Vayloğ Dede 1895 tarihinde Mezirme Köyü’nde doğmuş. Babası, dedesinin adı olan Mustafa adını koymuş. Osmanlı Devleti’nin son yıllarıdır. Halk harplerden bıkmış, usanmış. Erkeklerini harpte kayıp ettiği için insan gücü kalmamış. Ülke kıtlık ve yoksulluğa düşmüş. Böyle bir zamanda çocukluğu ve gençliği geçen Mustafa okumamış. Tarla ve bahçe işlerinde babasına yardım-cı olmuş.
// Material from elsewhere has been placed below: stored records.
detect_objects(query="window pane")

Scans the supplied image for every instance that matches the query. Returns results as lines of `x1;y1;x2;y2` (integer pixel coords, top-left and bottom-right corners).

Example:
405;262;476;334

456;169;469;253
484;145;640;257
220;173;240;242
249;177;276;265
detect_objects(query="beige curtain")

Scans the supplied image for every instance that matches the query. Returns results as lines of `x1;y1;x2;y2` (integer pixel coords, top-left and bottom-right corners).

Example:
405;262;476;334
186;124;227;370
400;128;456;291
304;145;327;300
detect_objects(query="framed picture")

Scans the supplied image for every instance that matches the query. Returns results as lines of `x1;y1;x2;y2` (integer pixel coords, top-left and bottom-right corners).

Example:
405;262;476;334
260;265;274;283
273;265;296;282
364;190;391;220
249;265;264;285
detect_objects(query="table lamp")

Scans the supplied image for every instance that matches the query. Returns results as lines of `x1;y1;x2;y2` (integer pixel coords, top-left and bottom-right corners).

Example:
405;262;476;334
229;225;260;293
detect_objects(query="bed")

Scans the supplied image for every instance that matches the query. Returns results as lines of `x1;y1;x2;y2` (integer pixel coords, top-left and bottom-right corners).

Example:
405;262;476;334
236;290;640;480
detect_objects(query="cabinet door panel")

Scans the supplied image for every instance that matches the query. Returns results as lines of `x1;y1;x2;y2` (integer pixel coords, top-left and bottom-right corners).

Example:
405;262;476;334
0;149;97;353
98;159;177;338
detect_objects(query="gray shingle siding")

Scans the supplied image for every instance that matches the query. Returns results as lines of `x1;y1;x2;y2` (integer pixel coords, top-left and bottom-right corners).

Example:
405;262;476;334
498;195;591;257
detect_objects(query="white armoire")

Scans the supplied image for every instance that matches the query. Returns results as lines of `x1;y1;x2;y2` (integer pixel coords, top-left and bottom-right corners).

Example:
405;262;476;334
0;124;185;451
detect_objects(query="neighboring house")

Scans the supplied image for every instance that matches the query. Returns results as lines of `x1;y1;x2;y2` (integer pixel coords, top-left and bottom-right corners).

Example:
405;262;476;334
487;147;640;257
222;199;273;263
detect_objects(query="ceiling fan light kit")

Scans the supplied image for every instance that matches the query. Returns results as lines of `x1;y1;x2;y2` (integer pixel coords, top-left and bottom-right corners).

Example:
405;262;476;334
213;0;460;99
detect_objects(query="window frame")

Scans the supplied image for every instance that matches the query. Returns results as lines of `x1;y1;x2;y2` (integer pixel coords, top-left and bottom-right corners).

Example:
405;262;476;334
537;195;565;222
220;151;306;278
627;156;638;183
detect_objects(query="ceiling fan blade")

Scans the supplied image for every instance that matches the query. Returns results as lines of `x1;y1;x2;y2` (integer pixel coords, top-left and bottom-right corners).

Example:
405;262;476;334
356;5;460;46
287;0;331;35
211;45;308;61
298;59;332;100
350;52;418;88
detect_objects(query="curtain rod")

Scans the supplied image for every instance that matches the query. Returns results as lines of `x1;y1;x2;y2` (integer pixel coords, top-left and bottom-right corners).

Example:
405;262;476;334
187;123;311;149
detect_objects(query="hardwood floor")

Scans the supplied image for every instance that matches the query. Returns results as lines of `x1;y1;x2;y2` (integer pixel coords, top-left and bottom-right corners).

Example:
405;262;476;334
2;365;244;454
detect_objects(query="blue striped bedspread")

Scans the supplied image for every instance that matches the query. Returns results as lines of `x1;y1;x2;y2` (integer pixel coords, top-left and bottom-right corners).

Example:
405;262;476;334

Vayloğ Dede ile ilgili anlatımlar şunlardır:
Denizli'de bir kadının rüyasına girer. "Adım Vayloğ. Hekimhan'ın Mezirme Köyü'ndenim. Ocağıma geleceksin." der. Çocuksuz olan kadın kocasıyla birlikte Hekimhan'a gelir. Mezirme'yi ve Vayloğ Dede'yi sorarken, çarşıda bizzat dedenin kendisiyle karşılaşır. Kadın "işte rüyamda gördüğüm adam bu" diyerek Vayloğ Dede 'nin elini öper. Birlikte köye giderler. Bir kurban alıp keserler. Kadın kocasıyla Denizli'ye döner ve ileride bir çocuk sahibi olduğu öğrenilir.
Vayloğ adı ile şu söylence anlatılmaktadır:
Vayloğ Dede, Arguvan'ın Dolaylı Köyü'nde sohbette bulunmaktadır. Arapkirli boyacı Karabet de o sırada aynı köydedir ve Abidin adlı birinin misafiridir. Karabet Abidin Efendi'ye " bizi de (görgüye) sohbet toplantısına kabul ederler mi ? " diye sorar. Abidin " bırakmazlar " der. Ermeni Karabet o akşam rüyasında üç kişinin semah döndüğünü görür. Sabahleyin Abidin'e gördüğü rüyayı anlatır. Abidin " bir çuval buğdayı al Vayloğ Dede'nin yanına git " der. Karabet buğdayı alır, Vayloğ Dede'nin kaldığı eve gider. Dedeyi kahvaltı ederken bulur.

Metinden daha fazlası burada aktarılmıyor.